公文書改ざんでは財務省近畿財務局の職員が無理矢理改ざんさせられたことを苦に自ら命を絶ったが、誰もおとがめなしだったのである。
山本元特捜部長はその後同期のトップを切って函館の検事正に就任したことから「ご褒美人事」と揶揄されたが、今回の異動はもっと凄い。
検察の出世コースに乗った
大阪地検次席検事になると組織の出世階段が約束されたようなものだ。例えば今回の人事で、今の次席検事は次は大阪高検次席に、前の次席は今は高検次席で次は大阪地検トップの検事正になる。ここまで来ると全国8か所の高等検察庁のトップである検事長まで進むことが多い。認証官と呼ばれ、大臣らと同じく天皇陛下から直接認証を受ける名誉ある官職だ。現在の検察組織ナンバー3の大阪高検検事長も大阪地検検事正経験者だ。山本真千子元大阪特捜部長は見事に検察の出世コースに乗ったのである。
山本特捜部長(当時)はギリギリまで頑張った側面もあったのだが…
私はNHK大阪放送局で司法担当記者だった時に山本特捜部長を取材している。財務官僚不起訴の会見にも出席して質問した。その時のことを著書「安倍官邸vs.NHK 森友事件をスクープした私が辞めた理由」に以下のように書いている。
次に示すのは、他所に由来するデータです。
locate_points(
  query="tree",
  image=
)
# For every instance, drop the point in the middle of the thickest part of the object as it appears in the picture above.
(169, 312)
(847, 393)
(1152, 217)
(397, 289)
【「この事件の捜査には国民の大きな期待と注目が集まっていましたが、全員不起訴という結論で終わりました。このことを特捜部長としてどう考えていますか?」
山本特捜部長は答えた。
「必要かつ充分な捜査を遂げた結果、真相を解明し、それが犯罪になるかどうかを判断して不起訴にしました」
真相を解明したと言った!ここを突っ込むべきだ。
「真相を解明したとおっしゃいましたが、その真相は明らかにできるのですか?」
「関係者の名誉やプライバシー、捜査の内容に関わるため、それは明らかにはできません」
結局、明らかにできないんじゃないか。だから起訴すべきなんだ。起訴して公判になれば、特捜部が集めた膨大な証拠はすべて法廷に出される。そして公判廷で明らかにされる。有罪かどうかは裁判官が判断すれば良い。そのための刑事裁判だ。特捜部は過去に無理矢理の起訴を繰り返してきたのに、今回に限って無理矢理の不起訴で証拠を闇に葬ったんだ。私はそう感じていた。】
その日の夕方の関西向けのニュース。私はスタジオ解説で次のように述べた。
「特捜部は1年3か月という長期間にわたる捜査で、大勢の関係者から事情聴取を行い、多数の証拠を集め、膨大な国費が費やされました。しかし全員不起訴では、集められた証拠は一切日の目を見ません。起訴すれば法廷で明らかにされるのです。それで国民が納得するでしょうか?通常、検察庁は、不起訴にした事件については説明しませんので、今回の会見は異例だとは言えますが、やはり問題の真相は明らかになっていません。国有地の値引きの根拠の説明もなかったこと、決裁文書の改ざんが300か所以上と膨大なこと、佐川氏が「交渉記録は廃棄した」とうその答弁をしていたことからして、国民から納得が得られるかは大いに疑問です。」
この時、私はすでに記者を外すと通告されており、NHKを辞める決意をしていた。最後の離任のあいさつについて著書では以下の通り記している。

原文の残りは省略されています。